Avidya is a false perception by which the ignorant Jiva takes the body and intellect as pure, permanent and a source of pleasure.

Just as a king acts the part of a beggar, out of his own free will on the stage in a drama, so also the Sat-Chid-Ananda Brahman acts the part of a Jiva in this drama of the world out of his own free-will for sport.

The question why the drama of the world appears has not satisfactorily been answered. It can be understood as a self-imposition on absoluteness, a limitation of infinity, a disconnecting of the Unified Consciousness, a sport of manifoldness in undividedness. It is explained that even as a king in a drama puts on the garb of a beggar out of his own free will, so also the One appears as the many.

It is understandable that as long as the king is conscious of his kingship even in the state of his counterfeit beggarliness, he is in sport and enjoys the fun! But if the king is to forget his pristine nature in his pretended state of the beggar, then the sport is no more a sport but an imprisonment in the consciousness of what he is not. Protracted belief in and imagination of one's being something makes one as such, because the original imagining Self is all-powerful. 

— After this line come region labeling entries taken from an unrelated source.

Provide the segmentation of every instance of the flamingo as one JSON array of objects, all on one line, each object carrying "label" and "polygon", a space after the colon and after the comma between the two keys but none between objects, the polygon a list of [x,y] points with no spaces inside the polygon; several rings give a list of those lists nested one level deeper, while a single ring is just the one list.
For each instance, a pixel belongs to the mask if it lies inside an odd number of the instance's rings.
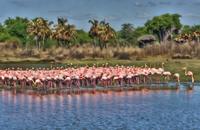
[{"label": "flamingo", "polygon": [[191,77],[192,84],[194,84],[194,75],[192,71],[187,71],[187,67],[184,67],[185,76]]},{"label": "flamingo", "polygon": [[180,74],[179,73],[175,73],[173,76],[176,78],[176,81],[177,81],[176,84],[179,86],[179,84],[180,84]]}]

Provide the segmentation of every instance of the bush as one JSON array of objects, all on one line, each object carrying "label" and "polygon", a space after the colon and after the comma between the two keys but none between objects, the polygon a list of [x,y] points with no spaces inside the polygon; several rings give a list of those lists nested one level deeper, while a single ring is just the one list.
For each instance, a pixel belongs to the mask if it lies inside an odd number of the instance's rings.
[{"label": "bush", "polygon": [[0,42],[5,42],[6,40],[9,40],[11,36],[8,33],[1,33],[0,34]]}]

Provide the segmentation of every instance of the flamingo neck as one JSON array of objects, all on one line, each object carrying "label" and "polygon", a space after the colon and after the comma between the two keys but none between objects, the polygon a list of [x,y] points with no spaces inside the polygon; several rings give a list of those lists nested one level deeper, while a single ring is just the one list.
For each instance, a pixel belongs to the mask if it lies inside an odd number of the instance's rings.
[{"label": "flamingo neck", "polygon": [[194,76],[192,75],[191,77],[192,77],[192,83],[194,83]]},{"label": "flamingo neck", "polygon": [[164,65],[162,64],[162,69],[164,70]]},{"label": "flamingo neck", "polygon": [[185,75],[187,76],[187,69],[185,69]]},{"label": "flamingo neck", "polygon": [[179,77],[177,78],[177,83],[178,83],[178,84],[180,83],[180,78],[179,78]]}]

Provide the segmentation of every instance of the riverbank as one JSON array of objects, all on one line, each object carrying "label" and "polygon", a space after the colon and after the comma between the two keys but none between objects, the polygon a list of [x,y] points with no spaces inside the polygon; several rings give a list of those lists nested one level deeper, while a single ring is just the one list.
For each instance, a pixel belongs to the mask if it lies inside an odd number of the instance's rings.
[{"label": "riverbank", "polygon": [[[12,91],[13,93],[24,93],[29,95],[49,95],[49,94],[67,94],[67,95],[76,95],[76,94],[96,94],[96,93],[109,93],[109,92],[123,92],[123,91],[150,91],[150,90],[178,90],[179,86],[175,83],[162,83],[162,84],[146,84],[146,85],[131,85],[131,86],[124,86],[124,87],[81,87],[81,88],[71,88],[71,89],[22,89],[22,88],[8,88],[8,87],[1,87],[0,90],[8,90]],[[187,86],[187,89],[190,87]]]},{"label": "riverbank", "polygon": [[165,63],[164,68],[172,73],[179,73],[181,82],[190,81],[190,77],[184,75],[183,67],[187,67],[188,70],[194,73],[195,81],[200,81],[200,60],[198,59],[169,59],[166,57],[148,57],[139,60],[117,60],[117,59],[82,59],[82,60],[64,60],[64,61],[51,61],[42,60],[37,58],[7,58],[0,59],[0,69],[5,68],[51,68],[57,66],[69,67],[71,66],[92,66],[96,64],[97,66],[102,66],[108,63],[110,66],[115,65],[125,65],[125,66],[145,66],[147,64],[149,67],[161,67],[162,62]]}]

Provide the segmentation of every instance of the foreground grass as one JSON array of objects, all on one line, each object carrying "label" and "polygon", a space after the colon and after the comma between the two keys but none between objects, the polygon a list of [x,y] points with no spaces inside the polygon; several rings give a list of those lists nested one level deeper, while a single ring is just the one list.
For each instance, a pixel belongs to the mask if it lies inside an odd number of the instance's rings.
[{"label": "foreground grass", "polygon": [[43,61],[38,59],[2,59],[0,60],[0,68],[7,67],[22,67],[22,68],[31,68],[31,67],[52,67],[52,66],[92,66],[96,64],[97,66],[102,66],[103,64],[108,63],[111,66],[115,65],[134,65],[134,66],[144,66],[147,64],[149,67],[161,67],[161,63],[164,62],[165,70],[172,73],[179,73],[181,76],[181,81],[190,81],[189,77],[184,75],[183,67],[187,67],[188,70],[194,73],[196,81],[200,81],[200,60],[197,59],[168,59],[165,57],[148,57],[140,60],[117,60],[117,59],[82,59],[82,60],[65,60],[59,63],[51,61]]}]

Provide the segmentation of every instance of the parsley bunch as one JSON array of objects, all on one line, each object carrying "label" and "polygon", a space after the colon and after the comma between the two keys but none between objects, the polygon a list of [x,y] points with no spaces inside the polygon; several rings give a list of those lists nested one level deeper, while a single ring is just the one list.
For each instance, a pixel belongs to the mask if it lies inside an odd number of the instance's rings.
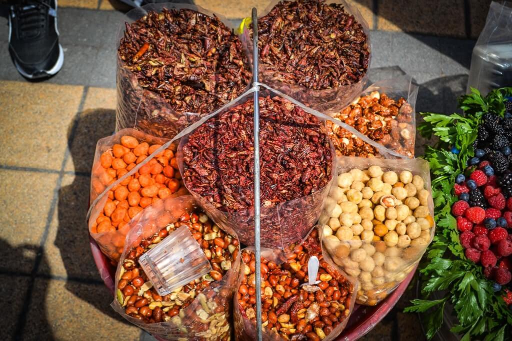
[{"label": "parsley bunch", "polygon": [[[438,291],[444,294],[439,300],[413,300],[405,311],[425,314],[429,339],[443,324],[447,303],[453,306],[459,322],[451,331],[463,335],[463,340],[512,339],[512,311],[501,297],[503,292],[495,292],[493,282],[483,276],[483,268],[466,258],[451,213],[458,200],[453,191],[455,176],[464,172],[473,156],[473,144],[482,116],[489,112],[503,117],[506,98],[511,96],[512,87],[494,90],[485,97],[472,88],[471,94],[459,99],[463,115],[422,113],[425,122],[418,127],[420,133],[428,138],[434,135],[439,142],[425,152],[432,174],[436,228],[426,263],[420,270],[424,283],[421,293],[425,299]],[[458,154],[450,151],[454,147]]]}]

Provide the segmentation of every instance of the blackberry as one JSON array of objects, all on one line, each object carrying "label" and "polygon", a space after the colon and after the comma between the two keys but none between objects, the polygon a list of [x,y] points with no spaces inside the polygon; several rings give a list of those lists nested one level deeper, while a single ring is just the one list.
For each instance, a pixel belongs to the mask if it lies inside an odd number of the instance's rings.
[{"label": "blackberry", "polygon": [[494,151],[489,156],[489,161],[496,173],[501,174],[508,169],[508,158],[501,152]]},{"label": "blackberry", "polygon": [[493,139],[493,148],[495,150],[508,147],[508,139],[504,135],[496,134]]},{"label": "blackberry", "polygon": [[512,172],[507,171],[505,174],[498,177],[498,181],[505,197],[509,198],[512,196]]},{"label": "blackberry", "polygon": [[470,191],[470,206],[474,207],[479,206],[482,209],[487,208],[487,202],[484,198],[483,194],[479,188],[476,188]]}]

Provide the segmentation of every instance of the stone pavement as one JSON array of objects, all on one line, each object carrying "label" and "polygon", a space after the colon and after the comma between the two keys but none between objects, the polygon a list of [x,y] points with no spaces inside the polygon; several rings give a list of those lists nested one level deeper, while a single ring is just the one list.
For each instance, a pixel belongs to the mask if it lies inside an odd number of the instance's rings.
[{"label": "stone pavement", "polygon": [[[269,2],[196,3],[240,19]],[[372,29],[372,69],[413,76],[417,111],[454,110],[475,44],[466,38],[478,36],[489,2],[351,2]],[[84,224],[95,146],[115,127],[115,46],[126,7],[59,4],[65,64],[44,82],[18,74],[0,18],[0,330],[5,339],[137,340],[140,330],[109,306]],[[401,312],[413,297],[408,291],[363,339],[423,339],[417,316]]]}]

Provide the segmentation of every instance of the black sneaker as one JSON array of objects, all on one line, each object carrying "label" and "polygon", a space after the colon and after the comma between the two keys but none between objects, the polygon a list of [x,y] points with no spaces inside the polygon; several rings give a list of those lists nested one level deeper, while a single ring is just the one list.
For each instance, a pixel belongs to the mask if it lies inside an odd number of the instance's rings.
[{"label": "black sneaker", "polygon": [[55,75],[64,53],[57,30],[57,0],[24,0],[9,15],[9,51],[18,71],[33,79]]}]

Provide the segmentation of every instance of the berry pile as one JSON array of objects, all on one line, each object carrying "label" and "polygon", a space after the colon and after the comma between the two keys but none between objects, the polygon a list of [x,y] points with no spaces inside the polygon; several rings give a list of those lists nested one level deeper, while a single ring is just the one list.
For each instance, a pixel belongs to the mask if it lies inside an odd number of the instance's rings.
[{"label": "berry pile", "polygon": [[484,275],[495,282],[495,291],[505,289],[506,301],[512,289],[512,101],[505,107],[503,118],[482,117],[475,156],[468,161],[465,175],[455,178],[459,200],[452,214],[466,257],[483,267]]}]

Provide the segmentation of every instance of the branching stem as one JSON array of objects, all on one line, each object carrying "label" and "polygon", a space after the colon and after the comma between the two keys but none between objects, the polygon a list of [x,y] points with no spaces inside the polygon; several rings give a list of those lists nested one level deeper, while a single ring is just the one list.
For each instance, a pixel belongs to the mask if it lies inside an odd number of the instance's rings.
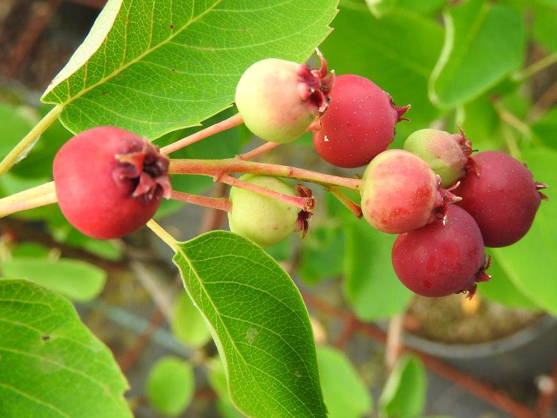
[{"label": "branching stem", "polygon": [[54,121],[58,118],[58,116],[63,109],[63,107],[61,104],[55,106],[49,112],[45,115],[45,117],[31,130],[29,133],[10,151],[8,155],[0,162],[0,176],[3,175],[11,169],[12,167],[22,158],[22,155],[24,155],[26,153],[29,151],[33,144],[38,139],[40,134],[47,130],[48,127],[52,125]]},{"label": "branching stem", "polygon": [[214,135],[214,134],[221,132],[227,129],[242,125],[242,123],[244,123],[244,119],[242,118],[242,116],[240,115],[240,114],[236,114],[233,116],[230,116],[222,122],[215,123],[214,125],[205,127],[205,129],[202,129],[201,131],[197,132],[195,134],[192,134],[189,137],[186,137],[180,141],[176,141],[176,142],[162,147],[161,148],[161,153],[170,154],[171,153],[177,151],[185,146],[194,144],[194,142],[204,139],[205,138],[210,137],[211,135]]},{"label": "branching stem", "polygon": [[171,160],[169,172],[172,174],[209,176],[217,180],[224,174],[250,173],[293,178],[324,186],[337,186],[352,190],[359,190],[362,185],[362,180],[358,178],[338,177],[289,166],[244,161],[238,158]]}]

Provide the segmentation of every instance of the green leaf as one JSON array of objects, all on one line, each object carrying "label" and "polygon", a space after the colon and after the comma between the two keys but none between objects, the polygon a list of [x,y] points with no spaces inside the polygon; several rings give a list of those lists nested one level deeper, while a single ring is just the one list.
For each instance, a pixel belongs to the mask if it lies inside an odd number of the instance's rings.
[{"label": "green leaf", "polygon": [[487,273],[492,278],[487,283],[478,284],[480,295],[510,308],[531,310],[540,309],[509,279],[508,274],[503,269],[498,258],[493,259]]},{"label": "green leaf", "polygon": [[18,257],[3,261],[0,269],[4,277],[30,280],[78,302],[96,297],[107,279],[104,270],[70,258]]},{"label": "green leaf", "polygon": [[[537,181],[557,185],[557,153],[548,149],[524,151],[522,157]],[[499,261],[515,286],[530,299],[557,315],[557,199],[555,188],[543,190],[549,201],[542,201],[528,233],[516,244],[494,248]]]},{"label": "green leaf", "polygon": [[147,378],[149,402],[165,417],[178,417],[194,398],[195,376],[191,366],[175,357],[159,359]]},{"label": "green leaf", "polygon": [[366,383],[342,352],[319,347],[317,362],[329,418],[359,418],[371,409]]},{"label": "green leaf", "polygon": [[470,0],[444,17],[445,45],[429,82],[434,103],[452,107],[469,101],[520,67],[526,36],[519,11]]},{"label": "green leaf", "polygon": [[0,280],[0,417],[132,417],[127,382],[72,304]]},{"label": "green leaf", "polygon": [[173,261],[211,325],[238,409],[255,417],[324,418],[309,316],[276,262],[222,231],[180,244]]},{"label": "green leaf", "polygon": [[211,339],[203,317],[185,292],[181,292],[174,302],[171,325],[176,339],[187,345],[202,347]]},{"label": "green leaf", "polygon": [[379,404],[389,418],[417,418],[423,415],[427,380],[422,362],[416,357],[401,357],[389,376]]},{"label": "green leaf", "polygon": [[391,263],[395,235],[382,233],[363,220],[347,222],[344,292],[359,318],[370,320],[402,312],[412,296]]},{"label": "green leaf", "polygon": [[198,125],[230,105],[251,64],[307,59],[337,3],[109,0],[42,100],[74,132],[111,125],[153,139]]},{"label": "green leaf", "polygon": [[381,19],[393,11],[397,0],[366,0],[366,3],[373,15]]},{"label": "green leaf", "polygon": [[397,131],[427,127],[439,113],[427,98],[427,79],[441,52],[443,29],[400,8],[377,20],[365,4],[358,8],[353,3],[341,3],[334,33],[322,47],[330,67],[337,75],[371,79],[398,105],[411,104],[411,124],[399,123]]}]

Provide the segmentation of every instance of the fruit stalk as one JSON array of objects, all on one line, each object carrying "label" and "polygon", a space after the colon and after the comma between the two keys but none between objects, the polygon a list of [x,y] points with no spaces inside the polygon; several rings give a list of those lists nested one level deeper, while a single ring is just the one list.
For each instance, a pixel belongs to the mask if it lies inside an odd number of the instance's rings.
[{"label": "fruit stalk", "polygon": [[232,210],[230,201],[226,197],[207,197],[205,196],[199,196],[198,194],[171,190],[168,199],[187,203],[193,203],[205,208],[210,208],[211,209],[224,210],[225,212],[230,212]]},{"label": "fruit stalk", "polygon": [[352,190],[359,190],[362,185],[362,180],[359,178],[338,177],[289,166],[243,161],[239,158],[171,160],[168,173],[210,176],[217,180],[224,174],[249,173],[293,178],[324,186],[338,186]]},{"label": "fruit stalk", "polygon": [[170,154],[171,153],[173,153],[174,151],[182,149],[185,146],[191,145],[194,142],[197,142],[198,141],[204,139],[207,137],[210,137],[214,134],[218,134],[219,132],[225,131],[227,129],[234,127],[235,126],[238,126],[242,123],[244,123],[244,119],[242,118],[242,116],[240,115],[240,114],[236,114],[233,116],[230,116],[222,122],[215,123],[214,125],[205,127],[205,129],[202,129],[201,131],[197,132],[195,134],[191,134],[185,138],[182,138],[179,141],[176,141],[175,142],[167,145],[166,146],[162,147],[160,150],[161,154]]},{"label": "fruit stalk", "polygon": [[54,107],[32,130],[31,130],[29,133],[10,151],[8,155],[0,162],[0,176],[3,175],[4,173],[11,169],[15,163],[19,161],[22,155],[29,152],[35,141],[38,139],[40,134],[47,130],[48,127],[52,125],[54,121],[58,118],[58,116],[62,112],[63,109],[63,107],[61,104]]},{"label": "fruit stalk", "polygon": [[20,210],[45,206],[56,202],[54,182],[19,192],[0,199],[0,217]]},{"label": "fruit stalk", "polygon": [[258,186],[257,185],[237,179],[232,176],[228,176],[228,174],[221,176],[216,180],[217,181],[223,183],[239,189],[244,189],[244,190],[253,192],[254,193],[262,194],[262,196],[268,196],[272,199],[274,199],[281,202],[284,202],[285,203],[292,205],[292,206],[299,208],[302,210],[306,210],[307,212],[311,212],[313,210],[313,206],[315,206],[315,198],[314,197],[290,196],[289,194],[278,193],[278,192],[269,190],[265,187],[262,187],[261,186]]}]

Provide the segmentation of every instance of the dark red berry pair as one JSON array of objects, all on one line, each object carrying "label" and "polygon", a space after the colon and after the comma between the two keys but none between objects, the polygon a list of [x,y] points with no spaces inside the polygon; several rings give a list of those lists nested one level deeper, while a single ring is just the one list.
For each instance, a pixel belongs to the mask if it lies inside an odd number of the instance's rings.
[{"label": "dark red berry pair", "polygon": [[170,190],[168,160],[143,138],[99,127],[68,141],[54,159],[56,197],[78,230],[97,239],[122,237],[155,215]]}]

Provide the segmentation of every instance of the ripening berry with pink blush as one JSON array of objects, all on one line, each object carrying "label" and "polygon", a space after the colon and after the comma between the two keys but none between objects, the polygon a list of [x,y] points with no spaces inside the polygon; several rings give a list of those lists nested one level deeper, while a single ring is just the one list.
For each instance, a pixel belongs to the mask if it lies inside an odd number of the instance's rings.
[{"label": "ripening berry with pink blush", "polygon": [[419,157],[389,150],[374,158],[363,173],[363,217],[387,233],[402,233],[442,218],[448,203],[459,200],[439,186],[439,178]]},{"label": "ripening berry with pink blush", "polygon": [[469,292],[477,281],[490,278],[485,273],[490,261],[478,224],[467,212],[450,205],[445,221],[434,222],[397,237],[391,254],[400,281],[422,296],[448,296]]},{"label": "ripening berry with pink blush", "polygon": [[90,237],[116,238],[141,228],[170,190],[168,160],[147,139],[102,126],[70,139],[54,158],[58,204]]},{"label": "ripening berry with pink blush", "polygon": [[395,125],[410,106],[395,106],[391,96],[366,78],[346,74],[335,78],[331,103],[316,124],[313,146],[339,167],[361,167],[384,151]]}]

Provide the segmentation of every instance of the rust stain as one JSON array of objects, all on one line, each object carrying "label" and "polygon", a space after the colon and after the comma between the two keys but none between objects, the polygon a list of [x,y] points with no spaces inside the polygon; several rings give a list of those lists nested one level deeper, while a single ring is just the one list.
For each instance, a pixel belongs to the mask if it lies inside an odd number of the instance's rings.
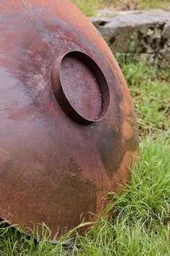
[{"label": "rust stain", "polygon": [[2,0],[0,74],[0,218],[53,236],[94,220],[138,148],[109,47],[68,0]]}]

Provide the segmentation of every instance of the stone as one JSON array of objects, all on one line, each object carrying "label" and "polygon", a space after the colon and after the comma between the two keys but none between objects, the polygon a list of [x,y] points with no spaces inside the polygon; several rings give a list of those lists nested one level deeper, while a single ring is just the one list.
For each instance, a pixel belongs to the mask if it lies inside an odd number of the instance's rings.
[{"label": "stone", "polygon": [[100,9],[89,19],[114,54],[131,54],[141,59],[145,56],[149,63],[169,65],[169,12]]},{"label": "stone", "polygon": [[170,39],[170,22],[166,23],[164,25],[164,30],[162,32],[162,36],[164,38]]}]

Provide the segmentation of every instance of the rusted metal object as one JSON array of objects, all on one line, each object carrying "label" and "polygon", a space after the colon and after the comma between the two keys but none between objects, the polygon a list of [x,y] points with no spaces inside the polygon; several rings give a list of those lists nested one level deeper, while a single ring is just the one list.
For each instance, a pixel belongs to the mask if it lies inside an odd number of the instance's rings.
[{"label": "rusted metal object", "polygon": [[104,192],[129,179],[138,151],[129,92],[69,1],[2,0],[0,9],[0,218],[61,234],[82,213],[94,220]]}]

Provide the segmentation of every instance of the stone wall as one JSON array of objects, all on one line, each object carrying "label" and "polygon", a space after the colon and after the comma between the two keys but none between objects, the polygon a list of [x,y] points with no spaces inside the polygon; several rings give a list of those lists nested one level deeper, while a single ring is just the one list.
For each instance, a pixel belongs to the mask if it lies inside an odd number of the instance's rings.
[{"label": "stone wall", "polygon": [[90,20],[114,54],[145,59],[161,68],[169,65],[170,12],[103,9]]}]

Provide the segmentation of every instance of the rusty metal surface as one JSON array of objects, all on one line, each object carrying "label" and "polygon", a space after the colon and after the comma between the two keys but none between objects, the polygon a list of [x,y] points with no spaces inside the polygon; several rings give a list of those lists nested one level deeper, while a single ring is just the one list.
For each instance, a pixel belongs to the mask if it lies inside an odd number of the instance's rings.
[{"label": "rusty metal surface", "polygon": [[1,0],[0,218],[53,234],[91,220],[129,179],[138,145],[120,67],[81,12]]}]

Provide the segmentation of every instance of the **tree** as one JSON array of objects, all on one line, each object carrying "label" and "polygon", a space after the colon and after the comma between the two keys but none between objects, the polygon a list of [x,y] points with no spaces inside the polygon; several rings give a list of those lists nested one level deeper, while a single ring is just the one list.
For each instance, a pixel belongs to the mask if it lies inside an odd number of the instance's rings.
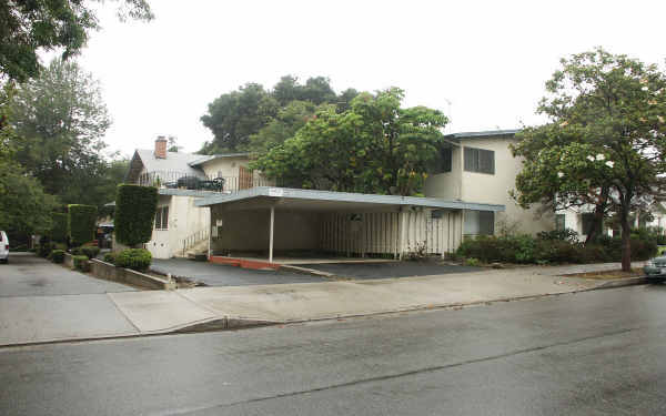
[{"label": "tree", "polygon": [[[147,0],[119,0],[119,18],[151,20]],[[89,32],[99,28],[97,1],[14,0],[0,2],[0,74],[26,81],[41,70],[39,53],[62,50],[62,59],[77,54]]]},{"label": "tree", "polygon": [[118,241],[131,247],[148,243],[152,236],[157,210],[157,187],[119,185],[114,219]]},{"label": "tree", "polygon": [[17,88],[11,106],[11,126],[22,142],[19,163],[48,193],[83,202],[73,196],[102,174],[102,136],[111,123],[98,82],[77,62],[56,59]]},{"label": "tree", "polygon": [[666,77],[601,48],[561,62],[538,106],[549,123],[526,129],[514,149],[524,158],[515,196],[523,206],[608,206],[629,271],[630,214],[665,195]]},{"label": "tree", "polygon": [[250,150],[263,154],[284,143],[314,116],[316,106],[309,101],[291,101],[278,115],[250,136]]},{"label": "tree", "polygon": [[14,242],[27,242],[34,233],[51,229],[51,212],[57,199],[44,193],[34,177],[16,159],[19,139],[10,125],[13,84],[0,90],[0,230]]},{"label": "tree", "polygon": [[248,83],[209,104],[201,122],[211,129],[214,140],[205,143],[203,153],[245,150],[250,136],[258,133],[278,111],[276,101],[262,85]]},{"label": "tree", "polygon": [[424,106],[402,109],[400,89],[362,93],[343,113],[323,105],[297,133],[252,168],[294,187],[417,194],[442,143],[446,116]]}]

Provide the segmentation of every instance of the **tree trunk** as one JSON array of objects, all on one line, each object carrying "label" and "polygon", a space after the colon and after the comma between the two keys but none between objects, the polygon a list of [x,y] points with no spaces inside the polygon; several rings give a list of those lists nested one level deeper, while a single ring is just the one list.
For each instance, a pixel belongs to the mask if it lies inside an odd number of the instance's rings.
[{"label": "tree trunk", "polygon": [[627,210],[622,209],[619,215],[619,224],[622,225],[622,271],[632,271],[632,226],[629,225],[629,214]]}]

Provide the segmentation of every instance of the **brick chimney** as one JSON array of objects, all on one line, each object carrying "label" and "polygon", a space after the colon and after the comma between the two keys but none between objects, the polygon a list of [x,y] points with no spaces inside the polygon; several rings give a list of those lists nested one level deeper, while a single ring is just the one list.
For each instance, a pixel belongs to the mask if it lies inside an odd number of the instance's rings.
[{"label": "brick chimney", "polygon": [[167,159],[167,139],[163,135],[158,135],[155,140],[155,158]]}]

The Satchidananda-Essence has put on the forms of the world as a play – we have to call it a play, for we cannot give any other reason for the appearance of the world – but the centres of subsequent imagination which were originally evolved out of the absolute mentation begin to play the part of the fool and due to continuous affirmation they become fools themselves, the individuals tied to earthliness.


The individual or the Jiva does not know that it is playing a sport, but thinks that it is actually what it appears to be in the imagined garb. Here lies the bondage of the individual in contradiction to the Essence of Satchidananda which consciously appears to itself as the manifold universe. The aspirants have to learn a lesson from this against feigning themselves to be something which is undesirable, even for the sake of mere fun. Fun later on turns into reality and the fun-maker is eventually bound by his own creation. Whatever one thinks, that he becomes, for the source of imagination is the omnipotent Self. One who believes that he is Brahman becomes Brahman Itself. 

There is a story that a thief had by force of circumstances to pretend to be a saint and he later on actually became a saint. Even a Sattwika type of person, well established in religion and virtue, would turn to be Tamasic and brutal in course of time if he begins to act constantly the part of a demon in a drama. The emotions that are roused when acting have got a lasting effect and they affect the individual permanently. This theory is applied in the Bhramara-Kita-Nyaya of Vedantic Meditation where the meditator affirms his being Brahman and thus becomes Brahman actually.